Downregulation of nuclear progestin receptor (Pgr) and subfertility in double knockouts of progestin receptor membrane component 1 (pgrmc1) and pgrmc2 in zebrafish

Abstract

The progestin receptor membrane components (Pgrmcs) contain two paralogs, Pgrmc1 and Pgrmc2. Our previous research into single knockout of Pgrmc1 or Pgrmc2 suggests that Pgrmc1 and Pgrmc2 regulate membrane progestin receptor or steroid synthesis and therefore female fertility in zebrafish. Additional roles of Pgrmcs may not be determined in using single Pgrmc knockouts due to compensatory roles between Pgrmc1 and Pgrmc2. To address this question, we crossed single knockout pgrmc1 (pgrmc1^-/-) with pgrmc2 (pgrmc2^-/-), and generated double knockouts for both pgrmc1 and pgrmc2 (pgrmc1/2^-/-) in a vertebrate model, zebrafish. In addition to the delayed oocyte maturation and reduced female fertility, significant reduced ovulation was found in double knockout (pgrmc1/2^-/-) in vivo, though not detected in either single knockout of Pgrmc (pgrmc1^-/- or pgrmc2^-/-). We also found significant down regulation of nuclear progestin receptor (Pgr) protein expression only in pgrmc1/2^-/-, which was most likely the cause of reduced ovulation. Lower protein expression of Pgr also resulted in reduced expression of metalloproteinase in pgrmc1/2^-/-. With this study, we have provided new evidence for the physiological functions of Pgrmcs in the regulation of female fertility by regulation of ovulation, likely via regulation of Pgr, which affects regulation of metalloproteinase expression and oocyte ovulation.

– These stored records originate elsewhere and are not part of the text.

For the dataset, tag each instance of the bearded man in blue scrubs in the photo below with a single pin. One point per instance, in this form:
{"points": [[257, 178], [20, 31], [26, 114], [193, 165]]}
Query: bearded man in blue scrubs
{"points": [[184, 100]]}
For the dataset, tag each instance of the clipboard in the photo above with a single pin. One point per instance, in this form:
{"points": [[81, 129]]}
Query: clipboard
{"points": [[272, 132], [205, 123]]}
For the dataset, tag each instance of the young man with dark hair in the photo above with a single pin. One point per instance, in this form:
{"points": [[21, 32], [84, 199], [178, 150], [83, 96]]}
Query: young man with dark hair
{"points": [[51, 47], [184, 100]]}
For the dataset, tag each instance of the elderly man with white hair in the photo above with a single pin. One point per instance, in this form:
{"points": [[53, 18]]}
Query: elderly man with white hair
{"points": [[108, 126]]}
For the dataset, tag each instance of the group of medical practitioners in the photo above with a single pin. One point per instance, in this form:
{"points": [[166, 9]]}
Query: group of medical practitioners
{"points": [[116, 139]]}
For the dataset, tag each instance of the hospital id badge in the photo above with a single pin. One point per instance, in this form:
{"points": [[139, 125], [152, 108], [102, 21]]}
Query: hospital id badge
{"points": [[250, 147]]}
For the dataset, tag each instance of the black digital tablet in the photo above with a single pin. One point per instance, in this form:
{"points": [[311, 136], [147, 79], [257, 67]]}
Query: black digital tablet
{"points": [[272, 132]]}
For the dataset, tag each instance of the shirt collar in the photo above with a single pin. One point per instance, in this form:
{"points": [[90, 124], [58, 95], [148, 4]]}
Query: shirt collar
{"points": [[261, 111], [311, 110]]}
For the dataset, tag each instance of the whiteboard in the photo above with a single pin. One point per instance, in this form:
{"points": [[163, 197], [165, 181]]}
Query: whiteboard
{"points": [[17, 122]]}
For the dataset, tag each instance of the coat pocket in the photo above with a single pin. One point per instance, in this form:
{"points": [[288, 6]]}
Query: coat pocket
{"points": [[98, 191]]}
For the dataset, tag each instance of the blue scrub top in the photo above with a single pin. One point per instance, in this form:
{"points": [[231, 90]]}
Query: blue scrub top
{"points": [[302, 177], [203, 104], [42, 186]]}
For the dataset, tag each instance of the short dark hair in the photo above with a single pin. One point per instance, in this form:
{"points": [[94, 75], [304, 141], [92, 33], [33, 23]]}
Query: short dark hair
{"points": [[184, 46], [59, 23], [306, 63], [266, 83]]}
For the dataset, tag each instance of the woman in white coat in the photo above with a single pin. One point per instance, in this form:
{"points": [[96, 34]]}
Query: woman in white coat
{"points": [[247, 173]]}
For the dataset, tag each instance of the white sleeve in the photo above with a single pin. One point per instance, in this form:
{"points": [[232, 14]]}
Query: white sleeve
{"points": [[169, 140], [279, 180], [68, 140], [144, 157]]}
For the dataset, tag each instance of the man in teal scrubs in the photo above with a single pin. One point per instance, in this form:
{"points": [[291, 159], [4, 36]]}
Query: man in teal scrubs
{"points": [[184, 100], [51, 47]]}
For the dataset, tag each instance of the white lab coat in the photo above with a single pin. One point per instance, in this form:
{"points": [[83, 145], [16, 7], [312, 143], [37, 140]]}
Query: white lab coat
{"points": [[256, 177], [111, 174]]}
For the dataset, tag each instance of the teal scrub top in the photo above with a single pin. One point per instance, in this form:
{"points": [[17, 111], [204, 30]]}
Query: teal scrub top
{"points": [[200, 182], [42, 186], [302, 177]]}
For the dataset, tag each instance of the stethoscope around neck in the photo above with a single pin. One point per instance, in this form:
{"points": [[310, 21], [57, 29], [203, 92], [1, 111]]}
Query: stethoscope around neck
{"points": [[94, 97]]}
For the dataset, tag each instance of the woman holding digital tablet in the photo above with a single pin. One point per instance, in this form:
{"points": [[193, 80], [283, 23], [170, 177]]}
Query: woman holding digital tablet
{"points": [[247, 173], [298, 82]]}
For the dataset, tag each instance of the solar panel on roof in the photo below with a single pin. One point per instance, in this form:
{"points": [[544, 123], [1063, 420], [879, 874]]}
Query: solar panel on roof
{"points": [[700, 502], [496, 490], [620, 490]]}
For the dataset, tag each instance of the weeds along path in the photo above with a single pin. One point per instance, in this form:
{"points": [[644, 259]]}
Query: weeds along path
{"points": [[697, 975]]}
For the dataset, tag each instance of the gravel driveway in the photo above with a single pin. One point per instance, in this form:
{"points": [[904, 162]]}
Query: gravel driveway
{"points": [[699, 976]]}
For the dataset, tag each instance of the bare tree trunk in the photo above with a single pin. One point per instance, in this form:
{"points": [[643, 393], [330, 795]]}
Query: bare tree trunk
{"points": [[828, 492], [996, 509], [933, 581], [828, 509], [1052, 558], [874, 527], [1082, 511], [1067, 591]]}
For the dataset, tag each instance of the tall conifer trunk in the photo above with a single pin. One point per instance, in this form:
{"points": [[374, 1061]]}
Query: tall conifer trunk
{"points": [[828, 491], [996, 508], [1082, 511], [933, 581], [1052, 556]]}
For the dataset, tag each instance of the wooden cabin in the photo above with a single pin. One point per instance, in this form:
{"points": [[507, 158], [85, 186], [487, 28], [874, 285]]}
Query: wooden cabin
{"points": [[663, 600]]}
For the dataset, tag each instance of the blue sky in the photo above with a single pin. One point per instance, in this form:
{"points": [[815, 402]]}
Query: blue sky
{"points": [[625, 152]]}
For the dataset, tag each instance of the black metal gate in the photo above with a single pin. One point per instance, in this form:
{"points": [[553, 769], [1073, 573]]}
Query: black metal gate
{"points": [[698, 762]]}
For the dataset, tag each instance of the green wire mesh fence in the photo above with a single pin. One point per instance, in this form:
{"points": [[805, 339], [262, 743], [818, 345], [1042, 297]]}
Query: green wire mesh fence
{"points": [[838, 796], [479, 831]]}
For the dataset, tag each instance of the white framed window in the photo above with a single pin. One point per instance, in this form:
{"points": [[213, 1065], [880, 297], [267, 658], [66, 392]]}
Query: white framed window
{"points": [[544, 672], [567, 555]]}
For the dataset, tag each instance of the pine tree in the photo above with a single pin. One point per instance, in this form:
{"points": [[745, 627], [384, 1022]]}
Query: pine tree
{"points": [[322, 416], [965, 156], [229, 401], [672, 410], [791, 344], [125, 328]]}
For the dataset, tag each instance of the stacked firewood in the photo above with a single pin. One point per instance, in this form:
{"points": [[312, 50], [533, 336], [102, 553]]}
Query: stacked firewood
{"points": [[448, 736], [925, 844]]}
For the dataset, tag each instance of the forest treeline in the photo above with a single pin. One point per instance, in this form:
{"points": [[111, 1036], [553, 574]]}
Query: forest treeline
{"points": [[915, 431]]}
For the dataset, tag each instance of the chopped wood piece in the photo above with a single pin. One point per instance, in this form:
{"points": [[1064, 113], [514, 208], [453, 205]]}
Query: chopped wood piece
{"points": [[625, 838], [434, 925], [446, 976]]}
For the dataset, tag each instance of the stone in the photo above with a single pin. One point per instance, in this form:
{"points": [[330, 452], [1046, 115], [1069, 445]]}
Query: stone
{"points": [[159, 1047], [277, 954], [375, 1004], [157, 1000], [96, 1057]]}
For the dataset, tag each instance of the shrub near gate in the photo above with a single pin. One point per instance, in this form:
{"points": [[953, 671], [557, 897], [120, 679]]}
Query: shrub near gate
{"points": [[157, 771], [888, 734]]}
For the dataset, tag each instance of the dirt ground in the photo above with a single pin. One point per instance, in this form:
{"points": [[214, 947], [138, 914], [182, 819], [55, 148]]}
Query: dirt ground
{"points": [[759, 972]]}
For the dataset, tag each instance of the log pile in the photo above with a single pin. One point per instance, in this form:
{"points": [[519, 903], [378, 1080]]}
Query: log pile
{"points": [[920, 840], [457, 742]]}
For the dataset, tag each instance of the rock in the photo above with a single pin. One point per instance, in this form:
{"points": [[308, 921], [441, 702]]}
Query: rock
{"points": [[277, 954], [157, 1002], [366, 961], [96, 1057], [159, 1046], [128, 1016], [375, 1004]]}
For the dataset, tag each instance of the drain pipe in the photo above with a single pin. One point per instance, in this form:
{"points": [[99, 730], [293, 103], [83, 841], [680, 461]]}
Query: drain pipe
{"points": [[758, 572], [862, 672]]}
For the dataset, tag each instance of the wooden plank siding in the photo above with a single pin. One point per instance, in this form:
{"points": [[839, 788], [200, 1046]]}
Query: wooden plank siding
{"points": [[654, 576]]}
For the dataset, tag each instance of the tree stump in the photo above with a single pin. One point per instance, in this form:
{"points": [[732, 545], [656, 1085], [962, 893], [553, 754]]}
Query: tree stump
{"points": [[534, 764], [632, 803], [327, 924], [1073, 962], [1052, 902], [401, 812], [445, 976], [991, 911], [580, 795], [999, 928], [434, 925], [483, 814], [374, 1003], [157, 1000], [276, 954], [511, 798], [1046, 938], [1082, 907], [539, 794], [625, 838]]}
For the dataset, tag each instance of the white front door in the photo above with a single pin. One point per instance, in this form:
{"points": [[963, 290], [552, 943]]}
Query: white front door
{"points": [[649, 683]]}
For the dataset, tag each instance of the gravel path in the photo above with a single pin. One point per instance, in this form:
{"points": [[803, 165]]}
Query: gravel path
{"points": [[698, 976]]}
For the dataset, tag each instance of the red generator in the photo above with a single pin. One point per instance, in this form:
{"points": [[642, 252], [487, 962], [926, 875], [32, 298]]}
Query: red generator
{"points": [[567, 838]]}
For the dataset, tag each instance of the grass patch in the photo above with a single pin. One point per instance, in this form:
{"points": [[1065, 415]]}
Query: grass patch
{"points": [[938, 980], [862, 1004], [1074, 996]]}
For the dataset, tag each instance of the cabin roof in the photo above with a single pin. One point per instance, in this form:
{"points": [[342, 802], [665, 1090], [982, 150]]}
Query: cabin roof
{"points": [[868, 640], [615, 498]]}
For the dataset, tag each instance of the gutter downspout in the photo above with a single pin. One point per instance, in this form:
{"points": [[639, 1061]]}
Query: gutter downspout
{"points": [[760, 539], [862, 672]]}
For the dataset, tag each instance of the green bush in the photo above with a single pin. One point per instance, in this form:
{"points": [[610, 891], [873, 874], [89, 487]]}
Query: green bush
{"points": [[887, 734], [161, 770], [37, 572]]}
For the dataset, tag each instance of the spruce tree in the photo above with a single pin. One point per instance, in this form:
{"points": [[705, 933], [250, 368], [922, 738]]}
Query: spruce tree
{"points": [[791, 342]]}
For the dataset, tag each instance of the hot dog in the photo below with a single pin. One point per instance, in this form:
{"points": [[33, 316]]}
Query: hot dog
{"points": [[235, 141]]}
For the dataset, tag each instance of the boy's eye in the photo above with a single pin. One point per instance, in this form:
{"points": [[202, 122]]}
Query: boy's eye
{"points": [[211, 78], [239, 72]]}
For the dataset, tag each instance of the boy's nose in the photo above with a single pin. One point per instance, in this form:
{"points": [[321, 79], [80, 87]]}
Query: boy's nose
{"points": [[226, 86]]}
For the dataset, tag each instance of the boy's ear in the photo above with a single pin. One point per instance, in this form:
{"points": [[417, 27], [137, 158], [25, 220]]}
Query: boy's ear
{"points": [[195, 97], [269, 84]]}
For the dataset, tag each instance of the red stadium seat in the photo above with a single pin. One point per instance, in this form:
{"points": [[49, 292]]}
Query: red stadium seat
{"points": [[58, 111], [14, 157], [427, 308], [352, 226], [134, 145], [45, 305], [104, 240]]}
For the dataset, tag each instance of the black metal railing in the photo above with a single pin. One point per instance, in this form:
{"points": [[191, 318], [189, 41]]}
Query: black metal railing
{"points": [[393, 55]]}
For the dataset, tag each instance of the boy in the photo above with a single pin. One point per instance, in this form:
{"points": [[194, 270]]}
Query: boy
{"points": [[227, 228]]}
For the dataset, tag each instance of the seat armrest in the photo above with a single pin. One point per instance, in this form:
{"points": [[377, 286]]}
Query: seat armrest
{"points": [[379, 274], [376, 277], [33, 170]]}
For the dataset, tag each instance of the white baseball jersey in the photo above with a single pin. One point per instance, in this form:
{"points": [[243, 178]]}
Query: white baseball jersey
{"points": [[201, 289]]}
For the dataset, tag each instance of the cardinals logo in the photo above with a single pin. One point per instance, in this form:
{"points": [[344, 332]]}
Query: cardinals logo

Keywords: Metalloproteinase; Ovulation; Pgr; Pgrmc1; Pgrmc2; Progestins.

Fig 1.. Reduced fertility in pgrmc1/2^−/− homozygous female zebrafish.

(A) Mutant female zebrafish produced fewer embryos over a two-week mating period than wt females. (B) Mutant females spawned with less frequency than wildtype. (C) pgrmc1/2^−/− females spawned less embryos per day. (D) pgrmc1/2^−/− females spawned less embryos each time they spawned. (E) Wildtype females produced more embryos daily than pgrmc1/2^−/− females. **, p<0.01; ****, p<0.0001.

Fig 2.. Quantification of different stages of oocytes in wt and pgrmc1/2^−/− female ovaries.

Significant numbers of fully-grown immature Stage IVa follicles and matured but not ovulated Stage IVb oocytes were observed in pgrmc1/2^−/− females 30 minutes after room lights were switched. At the same time point, no Stage IVa and Stage IVb follicles could be observed in wildtype females. Further, pgrmc1/2^−/− females had less Stage V oocytes.

Fig 3.. Reduced Pgr expression in the most advanced follicles of pgrmc1/2^−/−.

The night prior to spawning at 21:00, the most advanced stage of oocytes sampled at 21:00 are Stage III oocytes. These oocytes will grow further and develop into Stage IVa oocytes (fully grown but immature) at 06:00. Then, these advanced oocytes will undergo oocyte maturation to become Stage IVb oocytes around 08:00 about 1 hour prior to lights on and ovulation. (A) Expression of pgr transcripts in most advanced stage oocytes from wt or Pgrmc mutants over different developmental time points (21:00, Stage III; 06:00, Stage IVa; 08:00, Stage IVb). (B) Reduced expression of Pgr protein in Stage IVa follicles (06:00) only in pgrmc1/2^−/−. *, p<0.05; **, p<0.01; ***, p<0.001.

Fig 4.. Expression of metallopeptidase in Pgrmc knockouts in comparison to wt in most advanced follicles

(21:00, Stage III; 06:00, Stage IVa; 08:00, Stage IVb.). Low adamts9 expression can be observed in Stage IVb oocytes of all genotypes (pgrmc1^−/−, pgrmc2^−/−, and pgrmc1/2^−/−). In addition, expression of adamts1, adamts8a, and mmp2 was significantly reduced in Stage IVb follicles in pgrmc1/2^−/−. Asterisks indicate a significant difference of transcripts compared to wt at the same time point. adam8b, a distintegrin and metalloproteinase domain 8b; adamts1, a disintegrin and metalloproteinase with thrombospondin type 1 motif 1; adamts8a; adamts9; mmp2, matrix metalloproteinase 2; and mmp9, matrix metalloproteinase 9. *, p<0.05; **, p<0.01; ***, p<0.001; ****, p<0.0001.